FIG. 3 shows ERm (n) and OF in an embodiment of the present invention.
The figure which shows the relationship with Tm (n).

FIG. 4 shows ΔEDm (n) and O in an embodiment of the present invention.
The figure which shows the relationship with FTm (n).

FIG. 5 shows OFTm (n) and W in the embodiment of the present invention.
The figure which showed the relationship with m (n).

FIG. 6 is an ERm of the fuzzy reasoner according to the present invention.
Membership function of (n).

FIG. 7: ΔEDm of the fuzzy reasoner according to the present invention
Membership function of (n).

FIG. 8 is an OFTm of a fuzzy reasoner according to the present invention.
Membership function of (n).

FIG. 9 is a production rule of the fuzzy reasoner according to the present invention.

FIG. 10 is a block diagram showing a conventional automatic tracking device.

FIG. 11 is a diagram for explaining the operation of a conventional automatic tracking device.

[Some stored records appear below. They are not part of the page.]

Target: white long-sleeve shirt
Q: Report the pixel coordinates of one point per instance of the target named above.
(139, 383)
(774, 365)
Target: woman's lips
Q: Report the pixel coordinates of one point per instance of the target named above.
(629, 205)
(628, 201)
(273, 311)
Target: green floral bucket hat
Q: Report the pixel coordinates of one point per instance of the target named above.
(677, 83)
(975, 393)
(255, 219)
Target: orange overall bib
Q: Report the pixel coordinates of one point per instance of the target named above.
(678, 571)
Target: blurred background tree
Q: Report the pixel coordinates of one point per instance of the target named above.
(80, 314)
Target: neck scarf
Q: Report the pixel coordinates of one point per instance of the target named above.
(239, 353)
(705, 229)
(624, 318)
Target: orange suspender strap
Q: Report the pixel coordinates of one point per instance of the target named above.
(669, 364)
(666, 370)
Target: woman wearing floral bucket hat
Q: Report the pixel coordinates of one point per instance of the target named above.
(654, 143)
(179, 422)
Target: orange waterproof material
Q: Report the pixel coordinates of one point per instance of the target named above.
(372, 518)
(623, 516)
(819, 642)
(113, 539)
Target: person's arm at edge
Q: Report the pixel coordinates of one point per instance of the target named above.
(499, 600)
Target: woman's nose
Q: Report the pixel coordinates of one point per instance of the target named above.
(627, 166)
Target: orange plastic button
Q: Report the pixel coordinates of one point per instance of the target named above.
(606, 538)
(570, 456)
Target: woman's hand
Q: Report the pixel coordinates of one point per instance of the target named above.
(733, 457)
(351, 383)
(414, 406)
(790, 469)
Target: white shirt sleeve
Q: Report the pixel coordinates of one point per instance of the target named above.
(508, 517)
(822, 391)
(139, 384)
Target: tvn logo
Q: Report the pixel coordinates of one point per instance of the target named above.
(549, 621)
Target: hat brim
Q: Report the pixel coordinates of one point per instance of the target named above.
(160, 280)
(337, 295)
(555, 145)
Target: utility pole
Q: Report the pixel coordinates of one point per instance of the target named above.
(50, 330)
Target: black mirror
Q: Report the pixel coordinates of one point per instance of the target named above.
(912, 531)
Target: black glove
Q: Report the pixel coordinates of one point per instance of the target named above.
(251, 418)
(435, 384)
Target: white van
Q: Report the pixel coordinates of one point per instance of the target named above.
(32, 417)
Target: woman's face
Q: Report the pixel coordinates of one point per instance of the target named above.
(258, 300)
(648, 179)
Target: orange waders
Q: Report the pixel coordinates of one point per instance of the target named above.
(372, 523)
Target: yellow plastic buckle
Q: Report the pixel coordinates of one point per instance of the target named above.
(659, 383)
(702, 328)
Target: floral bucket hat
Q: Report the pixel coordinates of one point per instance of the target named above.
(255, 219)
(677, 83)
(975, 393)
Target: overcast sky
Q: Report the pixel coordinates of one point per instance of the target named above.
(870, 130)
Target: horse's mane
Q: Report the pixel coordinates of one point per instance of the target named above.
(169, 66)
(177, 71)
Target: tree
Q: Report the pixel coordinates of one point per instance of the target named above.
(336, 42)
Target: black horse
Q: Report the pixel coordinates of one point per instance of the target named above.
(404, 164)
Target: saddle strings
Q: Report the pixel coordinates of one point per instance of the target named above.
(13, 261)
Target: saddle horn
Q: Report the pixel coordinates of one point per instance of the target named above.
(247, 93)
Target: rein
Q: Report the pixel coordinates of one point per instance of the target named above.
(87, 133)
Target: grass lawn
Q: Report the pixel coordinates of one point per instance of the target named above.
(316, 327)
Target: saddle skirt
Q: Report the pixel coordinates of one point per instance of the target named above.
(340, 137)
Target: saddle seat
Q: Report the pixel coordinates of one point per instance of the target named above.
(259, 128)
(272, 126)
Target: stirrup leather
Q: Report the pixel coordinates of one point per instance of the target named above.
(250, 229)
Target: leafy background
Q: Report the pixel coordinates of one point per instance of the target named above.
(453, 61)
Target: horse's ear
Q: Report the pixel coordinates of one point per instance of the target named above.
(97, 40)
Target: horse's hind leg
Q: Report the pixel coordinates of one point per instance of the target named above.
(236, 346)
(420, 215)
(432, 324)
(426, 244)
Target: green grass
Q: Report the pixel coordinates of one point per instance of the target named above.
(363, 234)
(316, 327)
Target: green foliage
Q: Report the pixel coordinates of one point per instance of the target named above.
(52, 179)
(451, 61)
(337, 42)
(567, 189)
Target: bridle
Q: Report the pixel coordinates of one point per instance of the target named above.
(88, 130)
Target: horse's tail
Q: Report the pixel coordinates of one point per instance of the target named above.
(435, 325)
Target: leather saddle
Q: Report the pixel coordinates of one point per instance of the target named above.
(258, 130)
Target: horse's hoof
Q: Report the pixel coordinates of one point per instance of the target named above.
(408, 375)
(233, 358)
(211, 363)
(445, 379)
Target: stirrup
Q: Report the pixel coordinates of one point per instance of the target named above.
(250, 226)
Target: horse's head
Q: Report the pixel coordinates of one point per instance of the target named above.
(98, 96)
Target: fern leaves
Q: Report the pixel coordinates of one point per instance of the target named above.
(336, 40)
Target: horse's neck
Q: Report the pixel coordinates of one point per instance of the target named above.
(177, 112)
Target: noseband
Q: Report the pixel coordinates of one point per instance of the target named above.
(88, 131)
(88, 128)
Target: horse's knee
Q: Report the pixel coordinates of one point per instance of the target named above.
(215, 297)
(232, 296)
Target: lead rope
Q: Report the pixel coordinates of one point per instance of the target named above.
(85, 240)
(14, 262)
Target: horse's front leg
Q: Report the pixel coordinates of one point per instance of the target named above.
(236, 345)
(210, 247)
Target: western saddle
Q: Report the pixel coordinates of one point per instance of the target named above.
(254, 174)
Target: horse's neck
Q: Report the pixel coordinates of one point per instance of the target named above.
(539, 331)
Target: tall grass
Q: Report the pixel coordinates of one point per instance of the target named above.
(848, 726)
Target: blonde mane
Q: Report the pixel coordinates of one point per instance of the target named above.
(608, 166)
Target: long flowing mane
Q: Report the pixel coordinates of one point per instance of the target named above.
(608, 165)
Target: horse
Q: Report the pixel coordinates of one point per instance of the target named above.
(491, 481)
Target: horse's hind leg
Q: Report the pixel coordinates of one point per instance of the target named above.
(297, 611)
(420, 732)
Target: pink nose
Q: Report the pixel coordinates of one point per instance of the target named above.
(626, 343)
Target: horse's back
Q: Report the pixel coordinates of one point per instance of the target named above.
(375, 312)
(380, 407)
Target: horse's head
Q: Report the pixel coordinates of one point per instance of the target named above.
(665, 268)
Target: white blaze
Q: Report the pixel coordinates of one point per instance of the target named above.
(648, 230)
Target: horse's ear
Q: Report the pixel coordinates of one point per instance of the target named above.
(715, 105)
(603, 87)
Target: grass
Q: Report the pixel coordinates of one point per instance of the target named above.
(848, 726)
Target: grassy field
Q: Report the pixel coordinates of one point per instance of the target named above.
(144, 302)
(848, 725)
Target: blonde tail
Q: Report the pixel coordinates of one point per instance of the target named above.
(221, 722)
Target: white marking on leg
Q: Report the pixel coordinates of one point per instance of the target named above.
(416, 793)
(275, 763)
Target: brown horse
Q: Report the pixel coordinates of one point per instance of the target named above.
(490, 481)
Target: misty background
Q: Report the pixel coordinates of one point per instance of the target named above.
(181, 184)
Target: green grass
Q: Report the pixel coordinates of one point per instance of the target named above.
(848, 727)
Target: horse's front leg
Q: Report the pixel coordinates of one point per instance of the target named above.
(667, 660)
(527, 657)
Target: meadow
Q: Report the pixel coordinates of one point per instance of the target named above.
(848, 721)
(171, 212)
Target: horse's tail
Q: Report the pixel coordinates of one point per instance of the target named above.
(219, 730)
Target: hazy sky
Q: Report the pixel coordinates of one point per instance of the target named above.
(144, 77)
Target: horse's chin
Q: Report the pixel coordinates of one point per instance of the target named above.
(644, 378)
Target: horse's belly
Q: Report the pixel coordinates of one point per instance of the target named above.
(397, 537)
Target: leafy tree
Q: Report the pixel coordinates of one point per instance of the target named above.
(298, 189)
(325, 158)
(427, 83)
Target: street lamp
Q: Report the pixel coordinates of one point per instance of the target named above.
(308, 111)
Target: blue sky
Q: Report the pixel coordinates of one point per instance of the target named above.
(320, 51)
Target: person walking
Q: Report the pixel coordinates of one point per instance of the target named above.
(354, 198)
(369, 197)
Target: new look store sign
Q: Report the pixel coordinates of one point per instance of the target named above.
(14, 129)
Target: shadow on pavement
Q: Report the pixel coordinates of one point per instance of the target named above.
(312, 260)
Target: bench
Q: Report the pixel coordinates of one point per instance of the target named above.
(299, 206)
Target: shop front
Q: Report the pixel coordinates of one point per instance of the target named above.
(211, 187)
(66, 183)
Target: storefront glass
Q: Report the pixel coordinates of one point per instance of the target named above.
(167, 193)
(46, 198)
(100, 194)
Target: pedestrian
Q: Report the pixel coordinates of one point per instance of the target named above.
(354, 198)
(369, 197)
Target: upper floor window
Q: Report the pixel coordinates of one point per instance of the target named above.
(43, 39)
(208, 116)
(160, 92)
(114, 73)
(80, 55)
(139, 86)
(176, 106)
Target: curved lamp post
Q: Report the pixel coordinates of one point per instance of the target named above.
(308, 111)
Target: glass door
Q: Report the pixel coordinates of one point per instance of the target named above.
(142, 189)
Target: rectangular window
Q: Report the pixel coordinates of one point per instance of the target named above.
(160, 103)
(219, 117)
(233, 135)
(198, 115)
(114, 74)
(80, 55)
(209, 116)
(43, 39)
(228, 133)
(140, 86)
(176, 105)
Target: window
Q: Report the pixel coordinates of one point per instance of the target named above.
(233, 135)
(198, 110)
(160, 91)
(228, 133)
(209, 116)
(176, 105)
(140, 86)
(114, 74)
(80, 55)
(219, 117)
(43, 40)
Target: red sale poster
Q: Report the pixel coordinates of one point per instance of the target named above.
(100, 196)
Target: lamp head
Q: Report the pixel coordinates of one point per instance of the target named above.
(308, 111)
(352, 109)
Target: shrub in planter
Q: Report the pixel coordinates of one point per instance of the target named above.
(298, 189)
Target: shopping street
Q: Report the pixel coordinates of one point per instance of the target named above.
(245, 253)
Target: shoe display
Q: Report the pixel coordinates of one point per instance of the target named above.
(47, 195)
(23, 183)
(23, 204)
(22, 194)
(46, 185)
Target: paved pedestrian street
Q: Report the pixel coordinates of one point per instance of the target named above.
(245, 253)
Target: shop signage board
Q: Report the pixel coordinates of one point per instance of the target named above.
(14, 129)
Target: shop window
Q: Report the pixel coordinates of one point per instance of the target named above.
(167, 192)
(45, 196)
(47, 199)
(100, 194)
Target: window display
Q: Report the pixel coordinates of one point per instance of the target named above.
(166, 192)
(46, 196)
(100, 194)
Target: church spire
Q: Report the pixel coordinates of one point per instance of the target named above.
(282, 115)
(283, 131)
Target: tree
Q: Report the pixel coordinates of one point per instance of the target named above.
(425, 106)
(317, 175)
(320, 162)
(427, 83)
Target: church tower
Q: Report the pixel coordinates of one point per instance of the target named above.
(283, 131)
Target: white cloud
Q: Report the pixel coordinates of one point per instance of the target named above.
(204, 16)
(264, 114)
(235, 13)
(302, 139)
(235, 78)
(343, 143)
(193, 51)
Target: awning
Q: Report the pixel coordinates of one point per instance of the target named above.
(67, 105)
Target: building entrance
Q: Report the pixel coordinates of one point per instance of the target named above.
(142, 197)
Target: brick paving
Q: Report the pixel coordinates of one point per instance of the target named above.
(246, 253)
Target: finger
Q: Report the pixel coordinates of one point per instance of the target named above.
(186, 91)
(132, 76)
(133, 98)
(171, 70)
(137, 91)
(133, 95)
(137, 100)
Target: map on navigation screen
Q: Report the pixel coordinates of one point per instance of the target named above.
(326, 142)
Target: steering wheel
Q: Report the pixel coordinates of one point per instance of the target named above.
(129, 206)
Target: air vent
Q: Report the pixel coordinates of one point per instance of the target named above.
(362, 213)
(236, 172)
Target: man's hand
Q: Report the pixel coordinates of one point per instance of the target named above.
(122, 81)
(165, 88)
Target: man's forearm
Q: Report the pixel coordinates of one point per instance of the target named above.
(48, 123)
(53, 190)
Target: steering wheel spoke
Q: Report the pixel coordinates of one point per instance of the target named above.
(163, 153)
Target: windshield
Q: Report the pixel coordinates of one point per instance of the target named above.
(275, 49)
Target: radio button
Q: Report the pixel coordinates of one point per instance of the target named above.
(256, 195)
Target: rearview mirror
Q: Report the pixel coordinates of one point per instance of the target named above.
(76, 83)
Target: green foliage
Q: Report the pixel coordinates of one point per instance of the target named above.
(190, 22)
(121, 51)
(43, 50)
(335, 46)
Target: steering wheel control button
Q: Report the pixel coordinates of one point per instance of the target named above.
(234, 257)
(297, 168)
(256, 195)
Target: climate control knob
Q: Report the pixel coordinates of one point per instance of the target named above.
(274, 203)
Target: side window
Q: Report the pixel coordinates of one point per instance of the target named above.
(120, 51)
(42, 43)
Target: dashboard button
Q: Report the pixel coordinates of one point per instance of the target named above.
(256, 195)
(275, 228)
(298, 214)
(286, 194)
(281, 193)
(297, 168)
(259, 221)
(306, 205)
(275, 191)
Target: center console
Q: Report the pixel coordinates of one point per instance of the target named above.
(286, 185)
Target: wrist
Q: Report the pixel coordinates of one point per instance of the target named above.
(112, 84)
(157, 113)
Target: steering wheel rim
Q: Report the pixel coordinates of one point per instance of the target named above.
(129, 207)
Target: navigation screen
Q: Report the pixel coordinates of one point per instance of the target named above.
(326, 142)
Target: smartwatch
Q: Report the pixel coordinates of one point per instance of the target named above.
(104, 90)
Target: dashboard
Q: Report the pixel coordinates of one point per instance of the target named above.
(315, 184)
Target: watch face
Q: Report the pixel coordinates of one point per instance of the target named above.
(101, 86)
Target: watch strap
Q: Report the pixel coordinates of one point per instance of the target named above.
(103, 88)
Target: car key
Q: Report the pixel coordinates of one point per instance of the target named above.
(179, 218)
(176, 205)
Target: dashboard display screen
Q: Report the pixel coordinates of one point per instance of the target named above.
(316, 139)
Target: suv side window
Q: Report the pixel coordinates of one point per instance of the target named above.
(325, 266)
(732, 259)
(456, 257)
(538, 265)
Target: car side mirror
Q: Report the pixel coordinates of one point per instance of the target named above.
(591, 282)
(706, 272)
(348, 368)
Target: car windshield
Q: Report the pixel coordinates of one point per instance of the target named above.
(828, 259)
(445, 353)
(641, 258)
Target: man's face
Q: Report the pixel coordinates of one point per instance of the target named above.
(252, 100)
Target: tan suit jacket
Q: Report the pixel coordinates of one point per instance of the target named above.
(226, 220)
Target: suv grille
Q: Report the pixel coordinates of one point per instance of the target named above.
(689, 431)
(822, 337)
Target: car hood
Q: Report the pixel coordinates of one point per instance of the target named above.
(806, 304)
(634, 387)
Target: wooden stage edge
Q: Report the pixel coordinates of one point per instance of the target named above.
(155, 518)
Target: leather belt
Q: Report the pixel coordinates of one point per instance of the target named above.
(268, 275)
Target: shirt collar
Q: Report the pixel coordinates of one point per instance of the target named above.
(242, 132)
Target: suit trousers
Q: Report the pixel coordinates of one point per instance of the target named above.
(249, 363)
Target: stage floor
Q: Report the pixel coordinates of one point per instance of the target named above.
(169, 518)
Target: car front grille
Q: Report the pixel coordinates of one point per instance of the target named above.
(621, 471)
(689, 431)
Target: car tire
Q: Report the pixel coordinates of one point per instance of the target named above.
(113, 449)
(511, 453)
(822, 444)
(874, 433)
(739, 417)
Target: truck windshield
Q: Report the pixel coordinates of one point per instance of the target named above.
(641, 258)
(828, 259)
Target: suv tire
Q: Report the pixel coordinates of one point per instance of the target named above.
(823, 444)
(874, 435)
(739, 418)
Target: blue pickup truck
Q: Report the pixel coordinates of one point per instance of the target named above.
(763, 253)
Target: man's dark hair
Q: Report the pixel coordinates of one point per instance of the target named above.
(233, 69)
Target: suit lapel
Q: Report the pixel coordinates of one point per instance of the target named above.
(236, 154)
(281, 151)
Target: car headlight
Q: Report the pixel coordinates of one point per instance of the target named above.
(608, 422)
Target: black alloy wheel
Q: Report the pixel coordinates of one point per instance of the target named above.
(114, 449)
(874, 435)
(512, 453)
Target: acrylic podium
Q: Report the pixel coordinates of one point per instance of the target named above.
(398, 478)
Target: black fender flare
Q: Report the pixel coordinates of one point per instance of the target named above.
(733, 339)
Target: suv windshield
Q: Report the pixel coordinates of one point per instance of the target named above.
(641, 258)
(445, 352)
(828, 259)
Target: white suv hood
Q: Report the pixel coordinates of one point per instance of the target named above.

FIG. 12 is an explanatory diagram of a tracking operation by a conventional automatic tracking device.

[Explanation of symbols]

 2 electrostrictive element (movable element) 3 first memory 4 second memory 13 magnetic head 20 third memory 21 fourth memory 22 fifth memory 23 memory for storing track deviation amount 24 fuzzy reasoner 25 operation vessel

Claims (2)

[Claims] 1. An automatic tracking device in which a magnetic head is provided at the tip of a movable element such as an electrostrictive element, and a tracking control is performed by moving the magnetic head by applying a predetermined control voltage to the movable element, A first memory for setting a plurality of movable element control regions divided into N (N is an integer) in the longitudinal direction of the recording track, and storing a divided control voltage corresponding to each of the movable element control regions; A second memory that stores a reproduction output obtained by dividing and controlling the movable element for each movable element control area, and a third memory that detects the maximum value of the reproduction output for each movable element control area and stores these. Memory, and a fourth memory for storing the difference between the reproduction output level in the same movable element control area of the track currently being traced and the track traced in the past. A fifth memory for storing a difference between the contents of the third memory and the contents of the second memory in the same movable element control area, and the fourth and fifth memories.
An automatic tracking device adapted to update the contents of the first memory according to the contents of the memory. 2. An automatic tracking device in which a magnetic head is provided at the tip of a movable element such as an electrostrictive element and a tracking voltage is controlled by moving the magnetic head by applying a predetermined control voltage to the movable element, A first memory for setting a plurality of movable element control regions divided into N (N is an integer) in the longitudinal direction of the recording track, and storing a divided control voltage corresponding to each of the movable element control regions; A second memory that stores a reproduction output obtained by dividing and controlling the movable element for each movable element control area, and a third memory that detects the maximum value of the reproduction output for each movable element control area and stores these. Memory, and a fourth memory for storing the difference between the reproduction output level in the same movable element control area of the track currently being traced and the track traced in the past. A fifth memory for storing a difference between the contents of the third memory and the contents of the second memory in the same movable element control area, and the fourth and fifth memories.
The automatic tracking device having a fuzzy reasoner for fuzzy inferring the track deviation amount of the magnetic head with the contents of the memory as an input, and updating the contents of the first memory according to the result of the inference.